Personal information
- Born: September 8, 1992 (age 33) Wichita, Kansas
- Listed height: 5 ft 11 in (1.80 m)
- Listed weight: 225 lb (102 kg)

Career information
- High school: Wichita Heights HS
- College: West Virginia
- NFL draft: 2015: undrafted

Career history
- San Diego Chargers (2015); Pittsburgh Steelers (2016–2017)*;
- * Offseason or practice squad member only
- Stats at Pro Football Reference

= Dreamius Smith =

American football player (born 1992)

 Dreamius Smith is an American former football running back. He was signed by the San Diego Chargers after going undrafted in the 2015 NFL draft.
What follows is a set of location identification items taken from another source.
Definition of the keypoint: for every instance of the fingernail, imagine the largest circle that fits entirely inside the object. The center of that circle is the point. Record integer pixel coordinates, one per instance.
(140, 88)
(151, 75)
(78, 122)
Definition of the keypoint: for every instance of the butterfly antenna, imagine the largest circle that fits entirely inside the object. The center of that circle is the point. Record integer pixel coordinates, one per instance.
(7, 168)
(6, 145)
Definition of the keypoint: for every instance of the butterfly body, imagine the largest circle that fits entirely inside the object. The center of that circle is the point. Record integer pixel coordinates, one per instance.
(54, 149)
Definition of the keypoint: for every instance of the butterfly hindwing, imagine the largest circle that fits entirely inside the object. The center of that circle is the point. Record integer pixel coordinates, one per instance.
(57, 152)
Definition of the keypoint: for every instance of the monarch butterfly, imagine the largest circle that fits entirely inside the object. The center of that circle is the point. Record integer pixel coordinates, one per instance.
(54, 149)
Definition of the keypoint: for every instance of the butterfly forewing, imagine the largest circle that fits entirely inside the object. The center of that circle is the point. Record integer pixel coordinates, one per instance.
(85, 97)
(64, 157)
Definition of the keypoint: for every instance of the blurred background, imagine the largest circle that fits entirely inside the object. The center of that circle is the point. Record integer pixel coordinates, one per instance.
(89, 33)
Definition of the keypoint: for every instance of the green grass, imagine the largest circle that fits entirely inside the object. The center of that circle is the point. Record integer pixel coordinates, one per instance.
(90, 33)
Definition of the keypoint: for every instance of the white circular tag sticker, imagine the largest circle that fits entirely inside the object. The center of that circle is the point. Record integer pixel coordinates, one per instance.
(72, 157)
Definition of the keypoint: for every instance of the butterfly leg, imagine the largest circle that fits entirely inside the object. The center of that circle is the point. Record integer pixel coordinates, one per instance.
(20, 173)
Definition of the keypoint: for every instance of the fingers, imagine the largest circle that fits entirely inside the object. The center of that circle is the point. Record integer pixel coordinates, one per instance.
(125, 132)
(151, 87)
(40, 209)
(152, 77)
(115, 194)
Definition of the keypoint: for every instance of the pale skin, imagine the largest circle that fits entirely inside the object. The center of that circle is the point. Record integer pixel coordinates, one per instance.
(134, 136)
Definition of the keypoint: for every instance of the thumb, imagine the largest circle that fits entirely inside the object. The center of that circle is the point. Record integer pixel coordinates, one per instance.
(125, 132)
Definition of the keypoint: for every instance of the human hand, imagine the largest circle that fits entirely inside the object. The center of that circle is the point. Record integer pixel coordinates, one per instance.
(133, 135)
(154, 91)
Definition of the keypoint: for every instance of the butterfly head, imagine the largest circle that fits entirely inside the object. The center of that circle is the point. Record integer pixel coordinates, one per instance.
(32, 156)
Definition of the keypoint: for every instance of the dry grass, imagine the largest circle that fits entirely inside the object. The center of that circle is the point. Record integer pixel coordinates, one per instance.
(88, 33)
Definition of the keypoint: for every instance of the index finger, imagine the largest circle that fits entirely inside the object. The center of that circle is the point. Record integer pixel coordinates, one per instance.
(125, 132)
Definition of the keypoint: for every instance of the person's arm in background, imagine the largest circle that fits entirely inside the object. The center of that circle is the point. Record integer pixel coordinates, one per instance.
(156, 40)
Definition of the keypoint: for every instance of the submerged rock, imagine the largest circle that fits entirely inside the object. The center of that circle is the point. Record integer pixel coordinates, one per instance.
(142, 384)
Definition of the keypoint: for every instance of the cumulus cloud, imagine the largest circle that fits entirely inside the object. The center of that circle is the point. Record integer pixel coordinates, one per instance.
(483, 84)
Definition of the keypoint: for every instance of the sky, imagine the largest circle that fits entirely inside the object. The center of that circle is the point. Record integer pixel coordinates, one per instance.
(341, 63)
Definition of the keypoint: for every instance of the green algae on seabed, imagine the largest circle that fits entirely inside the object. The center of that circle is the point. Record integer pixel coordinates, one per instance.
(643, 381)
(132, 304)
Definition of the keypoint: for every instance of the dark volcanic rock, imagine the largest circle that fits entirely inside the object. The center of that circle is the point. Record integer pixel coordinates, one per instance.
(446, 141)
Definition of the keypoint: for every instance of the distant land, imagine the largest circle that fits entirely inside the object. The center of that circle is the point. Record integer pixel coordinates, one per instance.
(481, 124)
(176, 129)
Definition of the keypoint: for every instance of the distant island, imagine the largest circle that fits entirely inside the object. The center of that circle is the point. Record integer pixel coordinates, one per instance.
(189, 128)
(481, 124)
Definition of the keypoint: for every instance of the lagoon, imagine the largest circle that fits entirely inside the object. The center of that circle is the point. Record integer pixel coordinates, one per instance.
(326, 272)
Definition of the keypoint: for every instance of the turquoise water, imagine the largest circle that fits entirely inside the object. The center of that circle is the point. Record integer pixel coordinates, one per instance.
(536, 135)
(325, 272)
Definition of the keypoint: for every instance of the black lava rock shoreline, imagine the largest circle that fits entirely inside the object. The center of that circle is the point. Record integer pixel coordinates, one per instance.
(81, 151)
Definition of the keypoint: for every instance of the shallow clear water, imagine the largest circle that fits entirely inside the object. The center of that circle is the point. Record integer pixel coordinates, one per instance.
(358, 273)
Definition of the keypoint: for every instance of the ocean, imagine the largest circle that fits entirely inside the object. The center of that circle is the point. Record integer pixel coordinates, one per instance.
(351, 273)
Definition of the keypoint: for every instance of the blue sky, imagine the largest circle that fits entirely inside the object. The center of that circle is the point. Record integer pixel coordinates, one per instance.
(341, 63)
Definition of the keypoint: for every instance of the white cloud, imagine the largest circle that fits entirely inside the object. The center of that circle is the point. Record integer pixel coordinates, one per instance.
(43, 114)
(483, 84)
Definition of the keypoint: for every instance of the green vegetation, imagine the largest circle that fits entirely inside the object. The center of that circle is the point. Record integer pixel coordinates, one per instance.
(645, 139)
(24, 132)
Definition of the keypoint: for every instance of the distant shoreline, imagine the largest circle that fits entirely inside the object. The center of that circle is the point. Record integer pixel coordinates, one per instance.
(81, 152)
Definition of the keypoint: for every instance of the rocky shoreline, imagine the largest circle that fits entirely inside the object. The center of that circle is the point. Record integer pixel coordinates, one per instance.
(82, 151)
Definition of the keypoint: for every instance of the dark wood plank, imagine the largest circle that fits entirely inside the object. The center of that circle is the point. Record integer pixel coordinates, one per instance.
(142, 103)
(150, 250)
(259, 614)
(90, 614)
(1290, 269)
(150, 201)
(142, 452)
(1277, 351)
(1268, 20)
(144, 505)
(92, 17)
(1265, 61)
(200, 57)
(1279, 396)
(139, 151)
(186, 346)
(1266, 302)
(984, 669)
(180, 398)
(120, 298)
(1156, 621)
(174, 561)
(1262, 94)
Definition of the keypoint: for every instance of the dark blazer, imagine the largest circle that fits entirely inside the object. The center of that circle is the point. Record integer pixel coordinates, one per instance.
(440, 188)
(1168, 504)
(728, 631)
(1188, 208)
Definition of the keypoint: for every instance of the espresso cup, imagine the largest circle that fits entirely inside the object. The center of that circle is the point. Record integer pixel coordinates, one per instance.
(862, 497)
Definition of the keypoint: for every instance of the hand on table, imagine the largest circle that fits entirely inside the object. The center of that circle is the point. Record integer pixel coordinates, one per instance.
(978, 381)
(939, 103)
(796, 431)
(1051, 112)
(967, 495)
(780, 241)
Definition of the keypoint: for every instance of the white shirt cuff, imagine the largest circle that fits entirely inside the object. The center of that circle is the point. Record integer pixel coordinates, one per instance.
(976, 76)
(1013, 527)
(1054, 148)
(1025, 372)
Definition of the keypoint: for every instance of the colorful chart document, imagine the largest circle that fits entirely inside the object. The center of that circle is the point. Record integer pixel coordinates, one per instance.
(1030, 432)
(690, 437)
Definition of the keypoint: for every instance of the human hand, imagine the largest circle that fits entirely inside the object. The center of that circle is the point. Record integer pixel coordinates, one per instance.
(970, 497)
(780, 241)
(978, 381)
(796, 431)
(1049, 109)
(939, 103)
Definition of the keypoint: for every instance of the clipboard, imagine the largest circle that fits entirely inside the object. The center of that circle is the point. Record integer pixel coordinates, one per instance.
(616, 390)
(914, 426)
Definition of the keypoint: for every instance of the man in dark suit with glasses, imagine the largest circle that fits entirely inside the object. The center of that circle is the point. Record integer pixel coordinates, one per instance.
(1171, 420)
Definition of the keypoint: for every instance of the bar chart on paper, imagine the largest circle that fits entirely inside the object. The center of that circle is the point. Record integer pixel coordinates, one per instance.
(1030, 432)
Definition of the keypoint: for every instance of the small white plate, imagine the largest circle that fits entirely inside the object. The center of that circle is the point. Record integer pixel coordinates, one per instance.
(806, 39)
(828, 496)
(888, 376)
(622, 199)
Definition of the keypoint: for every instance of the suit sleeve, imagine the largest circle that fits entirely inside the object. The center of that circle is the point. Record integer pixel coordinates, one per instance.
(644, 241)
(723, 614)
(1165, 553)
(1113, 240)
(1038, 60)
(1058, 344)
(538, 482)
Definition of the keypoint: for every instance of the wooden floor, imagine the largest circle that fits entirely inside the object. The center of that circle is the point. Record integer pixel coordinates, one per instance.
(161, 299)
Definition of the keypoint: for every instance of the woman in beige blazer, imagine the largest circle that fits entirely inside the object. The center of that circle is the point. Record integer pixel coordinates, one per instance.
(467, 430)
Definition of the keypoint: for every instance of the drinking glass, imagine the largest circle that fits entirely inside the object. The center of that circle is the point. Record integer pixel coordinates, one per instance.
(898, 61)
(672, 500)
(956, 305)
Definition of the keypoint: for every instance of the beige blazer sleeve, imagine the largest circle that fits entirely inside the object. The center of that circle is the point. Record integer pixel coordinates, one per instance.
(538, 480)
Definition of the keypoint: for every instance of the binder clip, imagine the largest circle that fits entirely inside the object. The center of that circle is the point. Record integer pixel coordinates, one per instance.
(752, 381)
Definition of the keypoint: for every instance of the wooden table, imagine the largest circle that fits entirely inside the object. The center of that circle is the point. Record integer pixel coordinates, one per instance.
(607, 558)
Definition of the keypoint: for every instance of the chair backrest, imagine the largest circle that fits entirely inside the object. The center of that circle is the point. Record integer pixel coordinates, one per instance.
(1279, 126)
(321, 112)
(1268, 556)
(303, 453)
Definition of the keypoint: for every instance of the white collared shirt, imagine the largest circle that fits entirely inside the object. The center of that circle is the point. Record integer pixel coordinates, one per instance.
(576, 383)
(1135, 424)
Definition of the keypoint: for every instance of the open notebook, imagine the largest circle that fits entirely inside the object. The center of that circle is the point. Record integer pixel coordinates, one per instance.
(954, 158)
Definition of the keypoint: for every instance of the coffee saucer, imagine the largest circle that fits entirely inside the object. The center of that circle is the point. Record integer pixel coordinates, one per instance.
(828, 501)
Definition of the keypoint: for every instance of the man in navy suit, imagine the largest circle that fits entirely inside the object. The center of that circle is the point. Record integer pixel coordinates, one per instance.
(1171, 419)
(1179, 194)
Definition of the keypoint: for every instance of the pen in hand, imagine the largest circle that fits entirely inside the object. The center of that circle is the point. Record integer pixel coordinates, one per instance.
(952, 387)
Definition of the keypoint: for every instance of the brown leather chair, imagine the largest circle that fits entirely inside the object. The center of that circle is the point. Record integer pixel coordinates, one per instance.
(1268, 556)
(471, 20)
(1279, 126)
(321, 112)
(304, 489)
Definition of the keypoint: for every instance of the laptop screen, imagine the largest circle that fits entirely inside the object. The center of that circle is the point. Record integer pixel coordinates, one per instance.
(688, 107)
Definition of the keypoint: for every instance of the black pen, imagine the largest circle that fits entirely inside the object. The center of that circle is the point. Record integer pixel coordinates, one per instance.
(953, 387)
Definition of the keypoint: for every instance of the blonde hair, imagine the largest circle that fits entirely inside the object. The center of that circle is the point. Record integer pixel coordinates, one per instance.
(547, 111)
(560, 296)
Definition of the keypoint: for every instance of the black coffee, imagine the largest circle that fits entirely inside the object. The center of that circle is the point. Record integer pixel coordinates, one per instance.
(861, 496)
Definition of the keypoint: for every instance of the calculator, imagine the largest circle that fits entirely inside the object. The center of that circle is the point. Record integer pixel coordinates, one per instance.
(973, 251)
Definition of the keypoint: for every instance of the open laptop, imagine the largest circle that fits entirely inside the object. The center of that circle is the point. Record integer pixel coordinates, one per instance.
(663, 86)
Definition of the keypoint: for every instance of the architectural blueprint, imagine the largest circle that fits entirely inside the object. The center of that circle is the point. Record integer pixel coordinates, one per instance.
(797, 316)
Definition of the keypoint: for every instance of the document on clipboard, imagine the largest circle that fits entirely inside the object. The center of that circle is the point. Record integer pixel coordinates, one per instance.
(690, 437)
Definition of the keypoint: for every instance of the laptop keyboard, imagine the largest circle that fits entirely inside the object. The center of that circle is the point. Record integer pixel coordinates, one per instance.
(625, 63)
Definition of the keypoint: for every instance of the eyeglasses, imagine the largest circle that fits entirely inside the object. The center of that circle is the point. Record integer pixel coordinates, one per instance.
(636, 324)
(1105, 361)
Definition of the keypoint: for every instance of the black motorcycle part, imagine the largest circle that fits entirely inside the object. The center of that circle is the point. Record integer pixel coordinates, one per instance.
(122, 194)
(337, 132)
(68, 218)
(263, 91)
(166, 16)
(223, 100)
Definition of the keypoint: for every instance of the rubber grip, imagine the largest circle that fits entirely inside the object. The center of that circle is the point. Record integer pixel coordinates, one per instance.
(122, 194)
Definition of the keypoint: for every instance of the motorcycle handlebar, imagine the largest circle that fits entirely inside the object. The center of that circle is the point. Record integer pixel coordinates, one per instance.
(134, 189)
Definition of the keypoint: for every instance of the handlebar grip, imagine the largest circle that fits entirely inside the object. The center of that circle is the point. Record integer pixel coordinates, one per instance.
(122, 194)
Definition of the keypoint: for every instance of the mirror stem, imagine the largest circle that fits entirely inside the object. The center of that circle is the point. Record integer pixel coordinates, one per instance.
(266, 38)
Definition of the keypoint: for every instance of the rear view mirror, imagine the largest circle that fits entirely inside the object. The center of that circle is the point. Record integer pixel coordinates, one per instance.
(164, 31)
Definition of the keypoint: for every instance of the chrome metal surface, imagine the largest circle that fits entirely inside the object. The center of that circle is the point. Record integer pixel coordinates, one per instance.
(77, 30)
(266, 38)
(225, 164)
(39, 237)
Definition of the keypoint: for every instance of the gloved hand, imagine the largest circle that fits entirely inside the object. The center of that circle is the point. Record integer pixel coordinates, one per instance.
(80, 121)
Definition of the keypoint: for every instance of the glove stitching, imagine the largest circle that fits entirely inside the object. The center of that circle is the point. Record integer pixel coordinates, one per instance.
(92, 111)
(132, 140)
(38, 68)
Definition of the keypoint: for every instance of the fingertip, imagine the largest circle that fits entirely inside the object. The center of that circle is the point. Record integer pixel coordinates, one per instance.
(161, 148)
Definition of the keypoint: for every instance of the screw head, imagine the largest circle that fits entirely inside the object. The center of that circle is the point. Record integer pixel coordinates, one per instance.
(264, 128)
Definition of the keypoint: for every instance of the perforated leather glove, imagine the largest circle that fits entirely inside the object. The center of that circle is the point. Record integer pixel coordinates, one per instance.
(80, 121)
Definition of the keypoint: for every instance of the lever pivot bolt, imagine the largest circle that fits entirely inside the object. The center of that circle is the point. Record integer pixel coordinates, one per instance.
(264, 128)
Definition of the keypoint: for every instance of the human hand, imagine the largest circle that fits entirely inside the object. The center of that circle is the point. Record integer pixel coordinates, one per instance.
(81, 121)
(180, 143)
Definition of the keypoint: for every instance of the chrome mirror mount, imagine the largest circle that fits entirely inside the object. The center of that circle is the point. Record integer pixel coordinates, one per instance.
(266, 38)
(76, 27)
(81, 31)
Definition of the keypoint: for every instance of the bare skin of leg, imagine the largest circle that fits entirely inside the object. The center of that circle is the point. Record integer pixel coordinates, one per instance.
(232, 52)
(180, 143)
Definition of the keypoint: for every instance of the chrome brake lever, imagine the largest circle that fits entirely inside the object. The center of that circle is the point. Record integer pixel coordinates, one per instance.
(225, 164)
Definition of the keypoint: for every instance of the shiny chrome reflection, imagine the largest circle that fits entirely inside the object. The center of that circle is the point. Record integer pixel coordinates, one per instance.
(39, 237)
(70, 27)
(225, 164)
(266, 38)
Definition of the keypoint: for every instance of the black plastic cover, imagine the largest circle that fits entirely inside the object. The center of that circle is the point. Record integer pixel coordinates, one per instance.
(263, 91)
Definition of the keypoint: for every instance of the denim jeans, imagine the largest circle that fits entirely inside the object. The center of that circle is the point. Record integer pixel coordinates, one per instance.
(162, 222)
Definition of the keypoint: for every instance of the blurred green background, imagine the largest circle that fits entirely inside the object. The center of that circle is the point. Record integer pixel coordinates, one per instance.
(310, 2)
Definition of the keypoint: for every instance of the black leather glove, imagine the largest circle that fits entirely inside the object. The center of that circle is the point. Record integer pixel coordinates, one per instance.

He attended West Virginia University.

Smith has also played for the Pittsburgh Steelers.

==Professional career==
===San Diego Chargers===
After going undrafted in the 2015 NFL draft, Smith signed with the San Diego Chargers on May 2, 2015. He was released as part of the final preseason cuts on September 5, 2015, and was signed to the Chargers' practice squad the following day. He was released from the practice squad on September 12, 2015.
He was re-signed to the practice squad on November 5, 2015. He was promoted to the active roster on December 22, 2015.

On August 30, 2016, Smith was placed on injured reserve. He was released by the Chargers two days later.

===Pittsburgh Steelers===
On November 28, 2016, Smith was signed to the Steelers' practice squad. He signed a reserve/future contract with the Steelers on January 24, 2017. He was waived by the Steelers on May 12, 2017.